That really does share an uncanny resonance with the relationship between the two characters you’re now playing in The Children, Rose and Hazel.
SP: It works perfectly, actually. It gives us a great sense of history and a great sense of unity in a shifting time, in a time of great personal shifts. And yet there is this shared alignment. So it has been oddly useful to have that point of reference.
PR: And it’s another piece of great female writing, just like The Heidi Chronicles.
Sarah, you’ve also played a number of characters in the past couple of years who are fiercely accomplished intellectually: Patricia Highsmith in Switzerland; a neuroscientist in Fury [both by Joanna Murray-Smith], and now a nuclear physicist in The Children. All those roles were penned by women. Do you see a shift in the status quo, with more roles emerging that reach beyond that maternal stereotype?
SP: Absolutely. And I think that kind of writing is coming through more and more, and making it to our biggest stages more and more.
PR: That is a huge shift from the kind of theatre that dominated in the '80s and '90s.
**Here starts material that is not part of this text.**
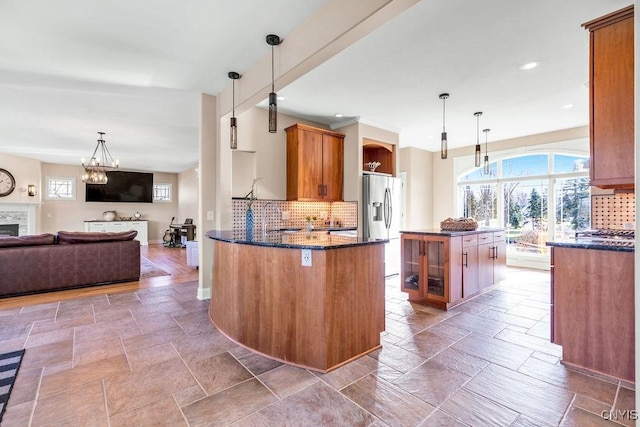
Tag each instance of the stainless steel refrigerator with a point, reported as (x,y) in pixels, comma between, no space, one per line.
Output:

SP: It really offers—very fortuitously—some tremendously complex and challenging roles at a point when you have the experience and skill to take them on. And what’s really exciting is that this shift is happening largely in new work. It’s really reframing the female experience towards a more essential and central determining role, rather than something more passive to the circumstance or a role that is only reactionary.
Let’s talk about The Children. One of the interesting challenges of a play like this is that the reputation of Lucy Kirkwood is stratospheric, so expectations are high. But The Children is a new piece of writing, and therefore an unknown quantity in many ways.
SP: I was aware of Lucy Kirkwood from Kip Williams’ production of Chimerica, so I already had some sense of her talent. But really, you have to feel a personal response to a role in order to realise its potential, first and foremost you have to have a response to the writing.
Regardless of how well it may have been received overseas, if I’d read it and I hadn’t felt a connection to it, then I would have passed. And in the end, your choices in that role determine the way that character will be experienced by an audience.
PR: And once you get into the process of exploring that text, and mining it, and bouncing your ideas off your fellow actors in the rehearsal room, the thought of any influence outside of that space completely disappears. And you don’t necessarily have to understand the whole of the role before you enter into that process either. If you can find one small something, one moment where you feel that click, ninety-nine per cent of the rest of the work can be a mystery, but if you have that one glimpse of what you might bring to that role, then you’re in. And if the play has been written well and designed well, then that is enough to go on.